Respiratory Syncytial virus / Human metapneumovirus (RSV/HMPV) pose a significant health burden as a major cause of lower respiratory tract infection and hospitalization of infants, young children, the elderly and immunecompromised. Discovered in 2001, HMPV is closely related to RSV as both are in the Pneumoviridae family. In the U.S., HMPV circulates in distinct annual seasons beginning in winter and lasting through spring. HMPV, RSV, and influenza can circulate simultaneously during the respiratory virus season. Recently, the FDA approved RSV vaccines and anti-RSV mAbs to prevent RSV infection in children and adults; however, none of these have been shown to be effective against both RSV and HMPV. IDBiologics is developing a single human mAb (RSV-199) that cross-neutralizes both RSV and HMPV strains. RSV-199 offers enhanced protection against RSV A and B strains and HMPV in cotton rats, which highlight the mechanisms of broad neutralization and therapeutic potential of RSV-199. 

Zika virus (ZIKV) is endemic to Africa and Southeast Asia, and circulating today in Mexico, Central and Latin America and in 2015-2016 ZIKV spread to the Americas. ZIKV is transmitted by mosquitos and can be spread between humans by sexual transmission from infected partners.

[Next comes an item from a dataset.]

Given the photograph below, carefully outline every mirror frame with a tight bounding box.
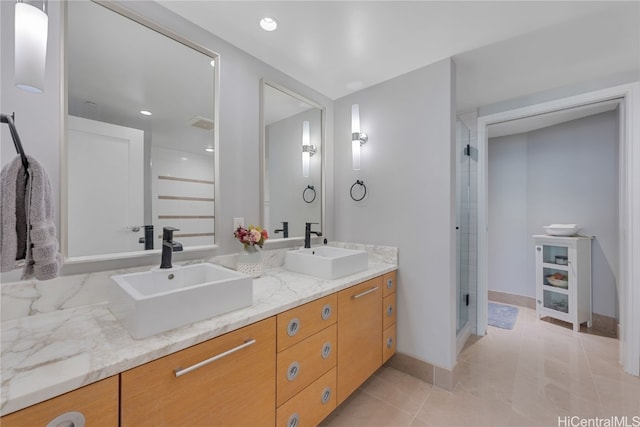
[60,0,220,268]
[260,78,327,246]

ZIKV infection during pregnancy can infect the developing fetus leading to Congenital Zika Syndrome (CZS), which can have devastating developmental consequences for the fetus. Current ZIKA prevention measures largely focus on reduction of mosquito bites and vector control, reduction of sexual transmission, or avoidance of areas with circulating ZIKV during pregnancy or when at risk for pregnancy. IDB002 is an ultra-potent neutralizing mAb that IDBiologics is developing as “off-the-shelf” Pre-Exposure Prophylaxis (PrEP) against ZIKV infection.

Rift Valley Fever virus (RVFV) is an emerging arbovirus and zoonotic threat to human and animal health with pandemic potential because of the global presence of its vectors and hosts. RVFV causes ongoing infections in Africa, with occasional increases in incidence related to the propagation of mosquitos. Outbreak episodes are characterized by mass livestock die-off events, particularly in young animals and abortions in pregnant females. Spill over events to humans occur by infected mosquito exposures or contact with the blood and/or organs of infected animals. Human-to-human transmission of RVFV has not been documented, but concern is growing that RVFV can be transmitted from mother to fetus in utero. In humans, disease presentation ranges from a mild influenza-like illness to more severe illness including encephalitis, fatal hemorrhaging, or ocular involvement resulting in permanent visual impairment. IDBiologics has two human monoclonal antibodies (mAbs) that directly inhibit RVFV replication, do not bind to the same critical residues, and demonstrate ultra-high potency in in vitro assays and in vivo studies. These mAbs have been engineered to have an extended half-life and are being developed for combination use for the treatment and prevention of RVFV in humans.

Enterovirus D68 (EV-D68) is one of more than 100 non-polio enteroviruses. EV-D68 (which was first identified in California in 1962) typically causes respiratory illness ranging from mild (cold-like symptoms) to more severe. Infected individuals can spread EV-D68 via coughing, sneezing or by touch contact. Children (infants to teenagers) are at most risk for infection and becoming ill since they may not have had previous exposures to these viruses. Adults can become infected with enteroviruses but are more likely to be asymptomatic or have only mild symptoms. There are no vaccines nor any treatments for EV-68 infection.